The executable names are likely to differ on your computer if you are using Windows. Executable names for Windows will typically look like the following:
application : executable
python : python
git-lfs : git-lfs
lyx : LyX#.# (where #.# refers to the version number)
r : Rscript
stata : StataMP-64 (will need to be updated if using a version of Stata that is not Stata-MP or 64-bit)
To download additional ado
files on Windows, you will likely have to adjust this bash command:
stata_executable -e download_stata_ado.do
stata_executable
refers to the name of your Stata executable. For example, if your Stata executable was located in C:\Program Files\Stata15\StataMP-64.exe
, you would want to use the following bash command:
StataMP-64 -e download_stata_ado.do
MIT License
Copyright (c) 2019 Matthew Gentzkow
Permission is hereby granted, free of charge, to any person obtaining a copy of this software and associated documentation files (the "Software"), to deal in the Software without restriction, including without limitation the rights to use, copy, modify, merge, publish, distribute, sublicense, and/or sell copies of the Software, and to permit persons to whom the Software is furnished to do so, subject to the following conditions:
The above copyright notice and this permission notice shall be included in all copies or substantial portions of the Software.

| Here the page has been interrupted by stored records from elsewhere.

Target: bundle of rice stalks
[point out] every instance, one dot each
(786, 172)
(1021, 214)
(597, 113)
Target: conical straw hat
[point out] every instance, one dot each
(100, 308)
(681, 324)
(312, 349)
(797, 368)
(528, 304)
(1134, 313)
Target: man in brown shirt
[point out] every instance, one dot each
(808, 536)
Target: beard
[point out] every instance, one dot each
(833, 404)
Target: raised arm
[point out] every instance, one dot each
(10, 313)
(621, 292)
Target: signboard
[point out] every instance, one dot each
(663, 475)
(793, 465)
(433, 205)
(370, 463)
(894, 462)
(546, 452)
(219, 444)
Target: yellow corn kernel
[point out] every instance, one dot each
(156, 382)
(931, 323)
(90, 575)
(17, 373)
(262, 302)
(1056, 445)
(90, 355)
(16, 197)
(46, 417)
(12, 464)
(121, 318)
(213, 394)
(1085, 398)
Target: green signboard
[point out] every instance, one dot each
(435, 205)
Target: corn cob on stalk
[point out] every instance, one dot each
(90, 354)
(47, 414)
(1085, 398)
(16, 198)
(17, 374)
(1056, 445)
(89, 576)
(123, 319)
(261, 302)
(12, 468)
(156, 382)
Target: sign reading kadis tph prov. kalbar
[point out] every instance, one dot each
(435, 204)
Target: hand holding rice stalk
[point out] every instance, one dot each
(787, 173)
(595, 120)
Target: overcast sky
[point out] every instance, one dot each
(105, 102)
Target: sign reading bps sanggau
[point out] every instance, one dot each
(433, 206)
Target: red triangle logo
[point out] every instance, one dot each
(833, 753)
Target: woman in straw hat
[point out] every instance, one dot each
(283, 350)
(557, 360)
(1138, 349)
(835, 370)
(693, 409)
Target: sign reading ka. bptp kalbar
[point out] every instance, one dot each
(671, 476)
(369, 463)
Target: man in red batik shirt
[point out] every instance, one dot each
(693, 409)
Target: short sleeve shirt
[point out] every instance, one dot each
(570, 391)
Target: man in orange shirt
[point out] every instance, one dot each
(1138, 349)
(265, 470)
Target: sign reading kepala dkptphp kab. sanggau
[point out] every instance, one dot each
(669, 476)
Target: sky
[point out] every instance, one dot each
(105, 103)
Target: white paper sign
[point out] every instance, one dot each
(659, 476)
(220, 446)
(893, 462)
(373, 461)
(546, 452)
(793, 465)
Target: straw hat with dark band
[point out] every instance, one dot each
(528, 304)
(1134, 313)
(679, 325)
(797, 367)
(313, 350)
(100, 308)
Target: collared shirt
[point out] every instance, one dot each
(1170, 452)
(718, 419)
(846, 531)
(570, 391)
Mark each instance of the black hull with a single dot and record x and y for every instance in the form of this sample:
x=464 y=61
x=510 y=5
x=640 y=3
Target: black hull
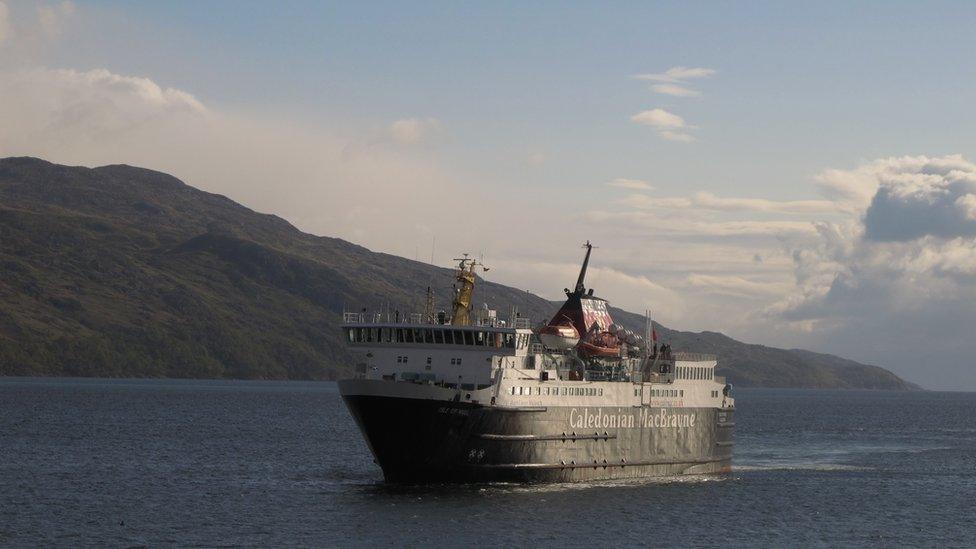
x=418 y=440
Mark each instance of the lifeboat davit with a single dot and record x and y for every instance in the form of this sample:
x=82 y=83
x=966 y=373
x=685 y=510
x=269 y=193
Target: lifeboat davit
x=602 y=344
x=559 y=336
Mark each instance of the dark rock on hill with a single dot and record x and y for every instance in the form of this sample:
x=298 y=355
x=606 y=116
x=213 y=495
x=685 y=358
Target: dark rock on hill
x=121 y=271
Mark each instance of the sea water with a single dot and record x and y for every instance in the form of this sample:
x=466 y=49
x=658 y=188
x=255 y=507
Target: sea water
x=122 y=463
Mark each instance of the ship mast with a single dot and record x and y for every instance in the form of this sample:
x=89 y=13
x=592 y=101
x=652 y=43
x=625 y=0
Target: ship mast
x=462 y=296
x=579 y=290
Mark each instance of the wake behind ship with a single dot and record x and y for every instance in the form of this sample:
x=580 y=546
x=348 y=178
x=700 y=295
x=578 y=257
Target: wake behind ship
x=468 y=397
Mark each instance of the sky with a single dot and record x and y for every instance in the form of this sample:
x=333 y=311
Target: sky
x=791 y=174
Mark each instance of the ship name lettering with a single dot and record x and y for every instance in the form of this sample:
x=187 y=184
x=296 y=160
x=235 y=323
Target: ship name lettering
x=587 y=419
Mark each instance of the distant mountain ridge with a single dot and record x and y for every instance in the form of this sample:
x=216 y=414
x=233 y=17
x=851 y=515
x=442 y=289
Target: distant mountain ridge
x=126 y=272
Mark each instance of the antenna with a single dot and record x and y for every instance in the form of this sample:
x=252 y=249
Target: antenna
x=586 y=261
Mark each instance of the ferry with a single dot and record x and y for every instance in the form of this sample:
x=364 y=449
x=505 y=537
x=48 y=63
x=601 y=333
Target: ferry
x=468 y=397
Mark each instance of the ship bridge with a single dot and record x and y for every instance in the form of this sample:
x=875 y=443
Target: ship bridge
x=447 y=355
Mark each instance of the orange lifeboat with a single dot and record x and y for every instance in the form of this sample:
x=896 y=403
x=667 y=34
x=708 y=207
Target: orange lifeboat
x=559 y=336
x=601 y=344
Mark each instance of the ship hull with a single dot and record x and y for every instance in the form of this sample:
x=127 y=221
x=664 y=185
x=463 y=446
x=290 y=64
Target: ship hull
x=417 y=437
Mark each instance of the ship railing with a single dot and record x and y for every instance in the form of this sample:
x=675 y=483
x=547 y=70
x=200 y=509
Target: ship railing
x=693 y=357
x=353 y=318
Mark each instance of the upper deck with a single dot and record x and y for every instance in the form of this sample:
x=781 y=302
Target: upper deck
x=383 y=330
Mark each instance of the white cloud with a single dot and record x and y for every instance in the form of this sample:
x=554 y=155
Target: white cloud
x=635 y=184
x=659 y=119
x=667 y=124
x=675 y=90
x=709 y=201
x=735 y=286
x=677 y=74
x=413 y=130
x=895 y=285
x=684 y=226
x=98 y=117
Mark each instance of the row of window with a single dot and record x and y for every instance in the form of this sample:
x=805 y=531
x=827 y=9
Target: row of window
x=694 y=372
x=661 y=392
x=437 y=336
x=406 y=359
x=557 y=391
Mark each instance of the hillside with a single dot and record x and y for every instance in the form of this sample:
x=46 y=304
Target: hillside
x=125 y=272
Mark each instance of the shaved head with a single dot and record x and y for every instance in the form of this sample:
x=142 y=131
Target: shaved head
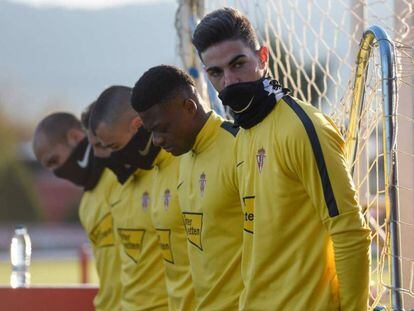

THE SOFTWARE IS PROVIDED "AS IS", WITHOUT WARRANTY OF ANY KIND, EXPRESS OR IMPLIED, INCLUDING BUT NOT LIMITED TO THE WARRANTIES OF MERCHANTABILITY, FITNESS FOR A PARTICULAR PURPOSE AND NONINFRINGEMENT. IN NO EVENT SHALL THE AUTHORS OR COPYRIGHT HOLDERS BE LIABLE FOR ANY CLAIM, DAMAGES OR OTHER LIABILITY, WHETHER IN AN ACTION OF CONTRACT, TORT OR OTHERWISE, ARISING FROM, OUT OF OR IN CONNECTION WITH THE SOFTWARE OR THE USE OR OTHER DEALINGS IN THE SOFTWARE.